Due to recent updates, all users are required to create an Altair One account to login to the RapidMiner community. Click the Register button to create your account using the same email that you have previously used to login to the RapidMiner community. This will ensure that any previously created content will be synced to your Altair One account. Once you login, you will be asked to provide a username that identifies you to other Community users. Email us at Community with questions.

"[SOLVED] sampling a number of examples from different groups"

jan87jan87 Member Posts: 14 Contributor II
edited June 2019 in Help
Dear community,

is it possible to make a sample of let's say 50 examples from every from different groups, that are created through different attributes?

For example i have the attribute a with values 1, 2 and 3 and attribute b with values 1, 2 and 3. The groups that are built through the different combinations have a different amount of data. How can i get a sample with the same amount of examples from every group.

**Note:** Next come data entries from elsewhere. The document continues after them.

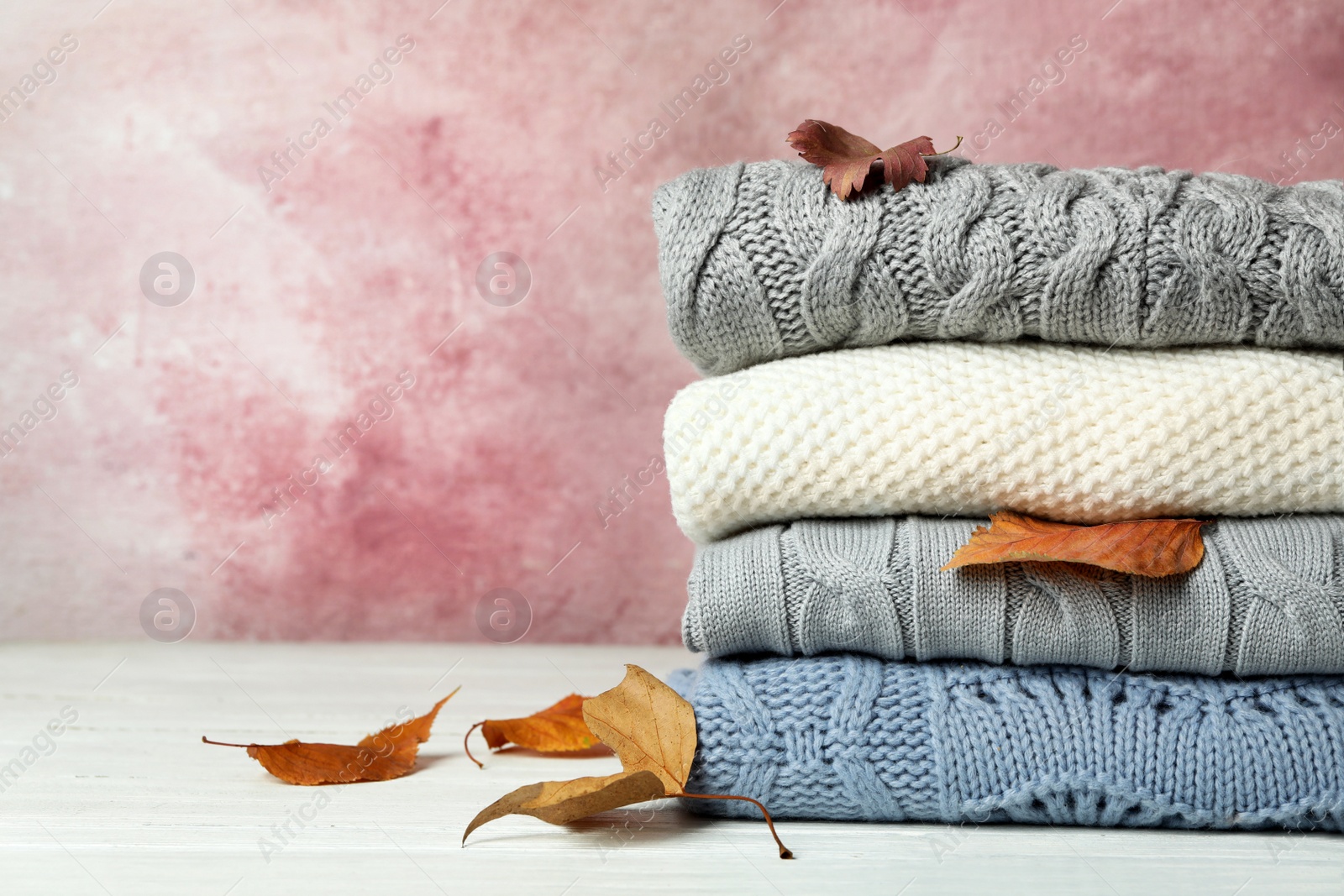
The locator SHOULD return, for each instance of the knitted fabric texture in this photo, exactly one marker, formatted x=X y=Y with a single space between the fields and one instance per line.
x=761 y=261
x=956 y=429
x=853 y=738
x=1267 y=600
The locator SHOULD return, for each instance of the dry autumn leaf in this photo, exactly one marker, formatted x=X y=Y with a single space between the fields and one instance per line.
x=381 y=757
x=1140 y=547
x=648 y=726
x=652 y=731
x=847 y=159
x=558 y=728
x=561 y=802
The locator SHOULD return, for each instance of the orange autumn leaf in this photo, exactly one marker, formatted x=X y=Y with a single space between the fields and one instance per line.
x=648 y=726
x=381 y=757
x=847 y=160
x=562 y=802
x=652 y=731
x=558 y=728
x=1139 y=547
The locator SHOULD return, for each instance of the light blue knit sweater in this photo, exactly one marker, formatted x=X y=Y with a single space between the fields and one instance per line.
x=848 y=736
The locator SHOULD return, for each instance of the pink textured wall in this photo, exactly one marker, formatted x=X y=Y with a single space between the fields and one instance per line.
x=318 y=288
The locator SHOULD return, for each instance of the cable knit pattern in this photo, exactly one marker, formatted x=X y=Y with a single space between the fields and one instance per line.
x=1267 y=600
x=954 y=429
x=858 y=739
x=761 y=261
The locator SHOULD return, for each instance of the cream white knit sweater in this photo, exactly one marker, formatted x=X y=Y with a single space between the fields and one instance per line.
x=1057 y=432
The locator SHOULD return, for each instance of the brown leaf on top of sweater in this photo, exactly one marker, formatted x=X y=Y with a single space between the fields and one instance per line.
x=381 y=757
x=652 y=731
x=1139 y=547
x=847 y=159
x=558 y=728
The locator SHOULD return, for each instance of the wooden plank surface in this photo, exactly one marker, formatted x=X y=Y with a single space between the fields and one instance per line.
x=127 y=799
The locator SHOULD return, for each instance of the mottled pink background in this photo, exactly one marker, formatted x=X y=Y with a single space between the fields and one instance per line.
x=313 y=295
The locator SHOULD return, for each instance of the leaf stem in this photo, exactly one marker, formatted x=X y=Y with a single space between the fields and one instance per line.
x=221 y=743
x=945 y=150
x=467 y=748
x=784 y=851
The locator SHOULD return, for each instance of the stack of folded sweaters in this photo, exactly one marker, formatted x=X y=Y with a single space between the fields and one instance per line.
x=1079 y=345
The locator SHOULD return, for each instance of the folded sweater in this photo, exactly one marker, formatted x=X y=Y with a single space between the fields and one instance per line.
x=1268 y=598
x=761 y=261
x=853 y=738
x=956 y=429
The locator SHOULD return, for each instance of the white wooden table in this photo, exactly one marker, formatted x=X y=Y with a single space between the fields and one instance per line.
x=132 y=802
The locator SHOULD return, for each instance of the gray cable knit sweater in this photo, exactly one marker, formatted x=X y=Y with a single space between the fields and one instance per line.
x=1267 y=600
x=761 y=261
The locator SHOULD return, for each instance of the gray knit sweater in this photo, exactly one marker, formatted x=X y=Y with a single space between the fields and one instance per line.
x=761 y=261
x=1267 y=600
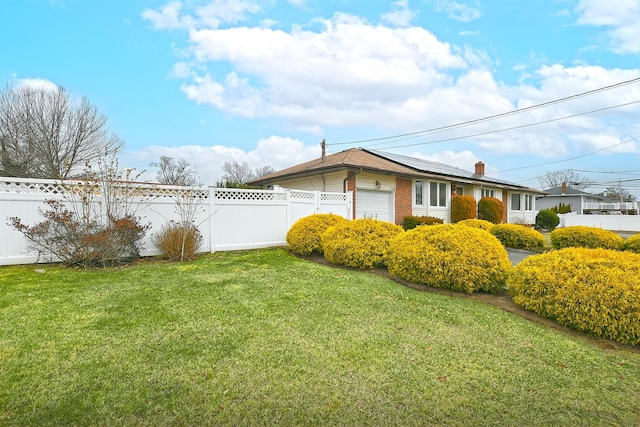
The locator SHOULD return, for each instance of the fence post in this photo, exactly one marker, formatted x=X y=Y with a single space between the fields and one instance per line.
x=212 y=219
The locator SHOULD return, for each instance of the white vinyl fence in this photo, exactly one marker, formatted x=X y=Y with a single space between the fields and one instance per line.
x=228 y=219
x=608 y=222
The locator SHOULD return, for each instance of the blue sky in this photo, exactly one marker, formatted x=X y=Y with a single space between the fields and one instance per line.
x=265 y=81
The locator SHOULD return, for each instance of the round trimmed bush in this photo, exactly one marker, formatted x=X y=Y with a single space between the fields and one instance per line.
x=410 y=221
x=462 y=207
x=490 y=209
x=592 y=290
x=547 y=219
x=632 y=243
x=450 y=256
x=585 y=237
x=361 y=243
x=518 y=236
x=477 y=223
x=304 y=236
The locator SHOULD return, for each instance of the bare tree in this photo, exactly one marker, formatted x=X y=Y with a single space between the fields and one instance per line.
x=619 y=193
x=263 y=171
x=176 y=172
x=44 y=135
x=553 y=179
x=238 y=174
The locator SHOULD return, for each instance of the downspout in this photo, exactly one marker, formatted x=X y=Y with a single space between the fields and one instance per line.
x=345 y=189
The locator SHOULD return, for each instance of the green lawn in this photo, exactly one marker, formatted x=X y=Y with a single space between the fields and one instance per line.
x=264 y=338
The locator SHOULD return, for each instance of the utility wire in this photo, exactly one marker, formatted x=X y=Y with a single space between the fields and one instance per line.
x=567 y=159
x=455 y=138
x=492 y=117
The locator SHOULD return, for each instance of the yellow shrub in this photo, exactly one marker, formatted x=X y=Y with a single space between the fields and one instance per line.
x=455 y=257
x=304 y=235
x=518 y=236
x=585 y=237
x=592 y=290
x=361 y=243
x=632 y=243
x=477 y=223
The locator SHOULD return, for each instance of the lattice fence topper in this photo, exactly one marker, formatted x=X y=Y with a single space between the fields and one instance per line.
x=20 y=185
x=302 y=195
x=333 y=197
x=31 y=187
x=235 y=194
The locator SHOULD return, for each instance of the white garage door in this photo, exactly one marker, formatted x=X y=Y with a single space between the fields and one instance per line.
x=374 y=204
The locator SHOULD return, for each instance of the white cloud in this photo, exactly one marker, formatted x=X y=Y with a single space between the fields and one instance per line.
x=276 y=151
x=212 y=15
x=400 y=16
x=168 y=18
x=37 y=83
x=298 y=3
x=621 y=17
x=458 y=11
x=351 y=74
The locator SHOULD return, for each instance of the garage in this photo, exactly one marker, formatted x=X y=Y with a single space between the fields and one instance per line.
x=374 y=204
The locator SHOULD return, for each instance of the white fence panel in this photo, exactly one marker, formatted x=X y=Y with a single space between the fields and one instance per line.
x=228 y=219
x=607 y=222
x=246 y=219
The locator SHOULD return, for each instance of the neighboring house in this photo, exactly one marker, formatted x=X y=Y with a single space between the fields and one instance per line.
x=583 y=203
x=390 y=186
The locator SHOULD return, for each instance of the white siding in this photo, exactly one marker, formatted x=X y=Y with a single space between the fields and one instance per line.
x=331 y=182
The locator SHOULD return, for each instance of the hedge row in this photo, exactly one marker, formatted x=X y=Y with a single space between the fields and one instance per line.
x=592 y=290
x=518 y=236
x=450 y=256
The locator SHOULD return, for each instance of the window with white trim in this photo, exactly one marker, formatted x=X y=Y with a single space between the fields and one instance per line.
x=438 y=194
x=528 y=202
x=515 y=201
x=487 y=193
x=418 y=193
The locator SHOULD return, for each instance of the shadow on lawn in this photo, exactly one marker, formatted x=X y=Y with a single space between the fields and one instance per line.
x=502 y=301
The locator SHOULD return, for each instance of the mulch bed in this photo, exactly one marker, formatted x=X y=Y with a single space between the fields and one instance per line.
x=502 y=301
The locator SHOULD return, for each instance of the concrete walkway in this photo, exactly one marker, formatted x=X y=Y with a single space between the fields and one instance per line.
x=517 y=255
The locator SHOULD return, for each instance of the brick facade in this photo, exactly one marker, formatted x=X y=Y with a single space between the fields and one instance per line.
x=404 y=199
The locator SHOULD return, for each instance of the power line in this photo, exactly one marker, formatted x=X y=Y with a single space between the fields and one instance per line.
x=511 y=128
x=567 y=159
x=492 y=117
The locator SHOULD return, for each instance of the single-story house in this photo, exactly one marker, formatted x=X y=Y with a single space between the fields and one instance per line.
x=390 y=186
x=583 y=203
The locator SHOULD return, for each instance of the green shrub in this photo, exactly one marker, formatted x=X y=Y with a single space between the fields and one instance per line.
x=518 y=236
x=361 y=243
x=592 y=290
x=450 y=256
x=177 y=241
x=546 y=219
x=490 y=209
x=477 y=223
x=410 y=222
x=632 y=243
x=462 y=207
x=585 y=237
x=304 y=236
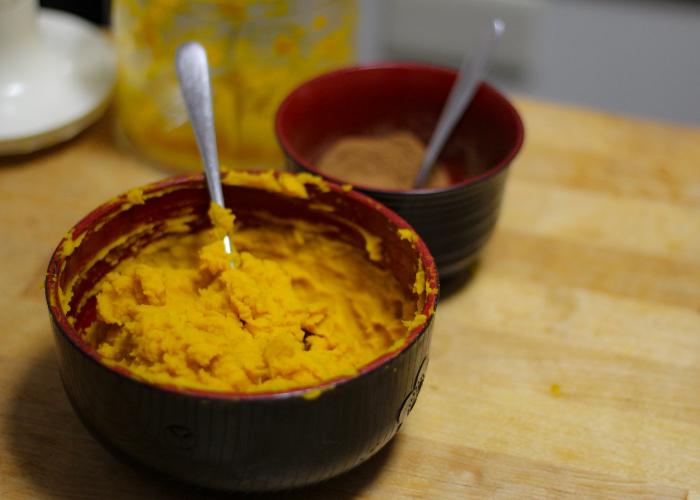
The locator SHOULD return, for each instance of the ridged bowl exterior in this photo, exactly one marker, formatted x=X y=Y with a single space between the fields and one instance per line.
x=245 y=445
x=456 y=221
x=242 y=442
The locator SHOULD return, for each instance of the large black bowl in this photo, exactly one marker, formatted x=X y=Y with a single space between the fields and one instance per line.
x=233 y=441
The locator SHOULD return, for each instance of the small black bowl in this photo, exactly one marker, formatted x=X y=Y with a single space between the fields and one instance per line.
x=455 y=221
x=234 y=441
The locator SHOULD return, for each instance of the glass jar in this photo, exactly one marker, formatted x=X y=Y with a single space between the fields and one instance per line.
x=258 y=52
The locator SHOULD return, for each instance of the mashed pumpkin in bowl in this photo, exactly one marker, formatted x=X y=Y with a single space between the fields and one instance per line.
x=298 y=307
x=293 y=366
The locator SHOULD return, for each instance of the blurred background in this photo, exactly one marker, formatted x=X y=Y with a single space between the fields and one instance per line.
x=638 y=57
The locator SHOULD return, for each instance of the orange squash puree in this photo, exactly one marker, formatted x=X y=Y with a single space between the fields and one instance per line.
x=298 y=308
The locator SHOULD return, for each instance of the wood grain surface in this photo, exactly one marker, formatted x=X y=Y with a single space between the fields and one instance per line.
x=568 y=366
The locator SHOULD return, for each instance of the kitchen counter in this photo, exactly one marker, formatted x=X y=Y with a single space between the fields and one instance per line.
x=569 y=364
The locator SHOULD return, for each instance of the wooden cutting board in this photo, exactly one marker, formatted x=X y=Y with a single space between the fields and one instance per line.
x=568 y=366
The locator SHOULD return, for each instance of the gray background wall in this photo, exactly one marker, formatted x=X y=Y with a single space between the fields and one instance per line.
x=638 y=57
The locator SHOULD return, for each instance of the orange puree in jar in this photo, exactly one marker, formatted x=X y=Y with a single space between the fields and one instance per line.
x=297 y=309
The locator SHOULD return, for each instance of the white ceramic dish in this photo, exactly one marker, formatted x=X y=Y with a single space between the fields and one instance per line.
x=57 y=73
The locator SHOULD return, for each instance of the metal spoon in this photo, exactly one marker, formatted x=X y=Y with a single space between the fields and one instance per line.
x=193 y=74
x=460 y=96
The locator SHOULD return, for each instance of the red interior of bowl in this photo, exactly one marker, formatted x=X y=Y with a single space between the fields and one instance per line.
x=375 y=99
x=187 y=196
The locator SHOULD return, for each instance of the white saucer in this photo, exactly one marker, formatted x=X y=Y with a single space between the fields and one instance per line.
x=57 y=73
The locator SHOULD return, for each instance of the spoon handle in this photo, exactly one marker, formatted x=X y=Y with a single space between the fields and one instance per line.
x=461 y=94
x=193 y=73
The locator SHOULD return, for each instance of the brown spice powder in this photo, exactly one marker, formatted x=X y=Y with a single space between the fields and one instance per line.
x=388 y=161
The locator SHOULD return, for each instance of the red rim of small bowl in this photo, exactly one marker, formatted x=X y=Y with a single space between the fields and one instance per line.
x=287 y=147
x=55 y=310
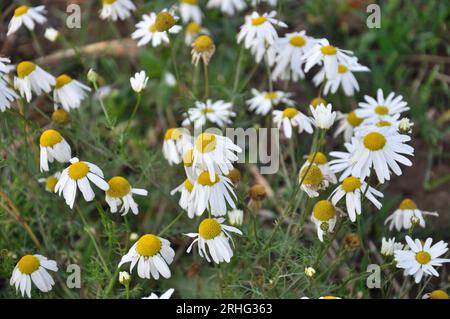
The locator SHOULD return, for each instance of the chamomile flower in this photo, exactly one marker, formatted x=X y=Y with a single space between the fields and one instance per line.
x=29 y=16
x=165 y=295
x=116 y=9
x=31 y=78
x=324 y=217
x=289 y=59
x=347 y=124
x=218 y=112
x=262 y=101
x=213 y=240
x=79 y=174
x=388 y=246
x=190 y=11
x=152 y=254
x=53 y=146
x=120 y=192
x=421 y=258
x=229 y=7
x=259 y=32
x=69 y=93
x=381 y=106
x=50 y=182
x=353 y=188
x=407 y=215
x=212 y=195
x=33 y=269
x=323 y=116
x=215 y=153
x=147 y=31
x=291 y=118
x=328 y=55
x=381 y=149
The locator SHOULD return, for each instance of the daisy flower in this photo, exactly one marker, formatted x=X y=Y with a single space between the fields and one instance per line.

I already tried to use the multiply operator and then different filter operator, but i have so many groups, that this would take days to build...

Thanks for your help
Tagged:

Answers

  • MariusHelfMariusHelf RapidMiner Certified Expert, Member Posts: 1,869 Unicorn
    Hi,

    your base idea is good and you can follow it: filter the example set by groups with the help of Filter Examples, apply the sampling, and then append the data from all groups.
    A chain of Loop Values operators will prevent you from creating the filter for each group manually. This process is still not trivial, but once setup, you can even add new groups to your data without the need to update the process.

    Best, Marius
  • jan87jan87 Member Posts: 14 Contributor II
    Hi,

    would you perhaps give me a small example how i can use this loop value operator for this problem as i do not understand how to use it...

    thanks
  • MariusHelfMariusHelf RapidMiner Certified Expert, Member Posts: 1,869 Unicorn
    Here you go! Please note the use of the iteration macros in the Filter Examples operators.
    The aggregation operator in the end is only to prove that you have 3 examples of each combination of att1 and att2.
    You will get problems if a group contains less than (in this case) 3 examples. You could use the Branch operator to check that you have at least group_size examples and only apply the sampling in that case.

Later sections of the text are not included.